Now more than 180 colleges and university museums, and galleries around the nation are benefiting. The New York City-based Andy Warhol Foundation for the Visual Arts has donated to them more than 28,500 of Warhol's photos, worth $28 million.
"This is a little-known body of Warhol's work," Jenny Moore, curator for the foundation's "Andy Warhol Photographic Legacy Program" said. "I think most people are familiar with the paintings and even the sculptures and ... we really wanted the chance to let a broader audience gain access to his photographic work, which is of course the basis of so much of his artistic production."
Each of the public educational institutions has generally received about 100 Polaroid and 50 black-and-white photos from the 1970s and 1980s, Moore said. They have gifted a majority of the photos since they started the program in 2007 but are still giving out more, she said.
The photos include celebrity snapshots, couples, nudes, painting ideas, party photos, still lifes and outdoor scenes. He often used the photos as the inspiration for portraits, silkscreen paintings, drawings and prints.
Four colleges and universities in Wisconsin received photos, including the University of Wisconsin-Whitewater's Crossman Gallery. Gallery director Michael Flanagan said they received about 80 photos this month. He immediately put a few into their permanent collection exhibition, which ends Feb. 13. Warhol is by far the most recognizable name in their collection, he said.
"It's nice for the students," Flanagan said. "It's a name that most of them recognize. Now they get to see the actual object."
When Warhol died in 1987, he indicated he wanted the foundation to be dedicated to "the advancement of the visual arts," Moore said.
"This is something he would have been very exited about," Moore said. "For people to be able to see the kinds of things that interested him that made it into painting and prints."
Moore said the foundation focused on institutions that could not acquire works on their own and those that could properly care for the photos.
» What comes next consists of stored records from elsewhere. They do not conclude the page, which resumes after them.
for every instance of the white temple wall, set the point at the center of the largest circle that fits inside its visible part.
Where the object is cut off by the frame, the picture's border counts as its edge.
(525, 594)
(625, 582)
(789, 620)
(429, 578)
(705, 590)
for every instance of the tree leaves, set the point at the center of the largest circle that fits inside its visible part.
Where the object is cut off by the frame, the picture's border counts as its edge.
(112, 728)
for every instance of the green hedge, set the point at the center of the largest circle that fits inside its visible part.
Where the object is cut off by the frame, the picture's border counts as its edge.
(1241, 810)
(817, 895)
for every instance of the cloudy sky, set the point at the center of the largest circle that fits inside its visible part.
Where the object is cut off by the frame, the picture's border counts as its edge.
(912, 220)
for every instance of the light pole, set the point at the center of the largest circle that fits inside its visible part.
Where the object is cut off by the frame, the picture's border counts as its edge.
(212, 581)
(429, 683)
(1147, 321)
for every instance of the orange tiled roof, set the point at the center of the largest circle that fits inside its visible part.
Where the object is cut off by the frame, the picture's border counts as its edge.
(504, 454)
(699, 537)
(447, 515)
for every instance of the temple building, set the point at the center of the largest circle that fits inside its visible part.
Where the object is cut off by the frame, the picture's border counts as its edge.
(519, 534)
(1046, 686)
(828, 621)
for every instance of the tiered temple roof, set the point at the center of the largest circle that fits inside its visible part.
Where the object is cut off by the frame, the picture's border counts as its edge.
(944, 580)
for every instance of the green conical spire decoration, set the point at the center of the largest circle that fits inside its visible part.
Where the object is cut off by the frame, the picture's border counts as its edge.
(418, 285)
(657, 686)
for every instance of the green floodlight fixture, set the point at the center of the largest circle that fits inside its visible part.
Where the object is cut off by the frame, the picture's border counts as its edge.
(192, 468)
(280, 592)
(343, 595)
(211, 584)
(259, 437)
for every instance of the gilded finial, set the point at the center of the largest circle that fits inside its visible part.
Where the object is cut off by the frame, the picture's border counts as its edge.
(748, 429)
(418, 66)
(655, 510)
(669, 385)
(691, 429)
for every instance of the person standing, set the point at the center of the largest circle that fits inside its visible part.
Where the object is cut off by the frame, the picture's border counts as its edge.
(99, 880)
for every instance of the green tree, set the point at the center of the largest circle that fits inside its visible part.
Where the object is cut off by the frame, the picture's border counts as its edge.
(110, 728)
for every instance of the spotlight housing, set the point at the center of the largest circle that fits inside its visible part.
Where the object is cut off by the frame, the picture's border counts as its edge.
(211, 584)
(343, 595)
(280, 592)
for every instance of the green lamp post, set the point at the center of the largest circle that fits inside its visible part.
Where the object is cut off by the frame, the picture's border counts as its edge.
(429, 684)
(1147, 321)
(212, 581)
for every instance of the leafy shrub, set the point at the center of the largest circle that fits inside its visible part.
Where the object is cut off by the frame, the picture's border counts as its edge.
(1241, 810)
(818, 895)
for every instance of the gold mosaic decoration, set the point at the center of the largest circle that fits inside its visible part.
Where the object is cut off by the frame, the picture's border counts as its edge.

For those that already had Warhol in their collections, the foundation hoped to "enrich the breadth and depth of their holdings," according to the foundation Web site.
"We've really tried to gift to kind of the smallest institutions all the way up to larger encyclopedic universities' museums," Moore said.
The museum at Bard College in Annandale on Hudson, N.Y., received 158 photos in early 2008 through the program. Marcia Acita, assistant director at CCS Bard Hessel Museum of Art, said more than a dozen graduate students used one of Warhol's Polaroids of Marieluise Hessel, who founded Bard's Center for Curatorial Studies and Art in Contemporary Culture, for an exhibition last year.
Acita said they received nine Polaroids of Hessel. Warhol took them to help him come up with his acrylic on canvas silkscreen of Hessel in 1981, which the museum also owns.
Having such a famous artist's work in hand enriches students' experiences, she said.
Warhol published three books, one posthumously, featuring his black-and-white photos. There was "Andy Warhol's Exposures" in 1979, "America" in 1985 and "Andy Warhol's Party Book" in 1988.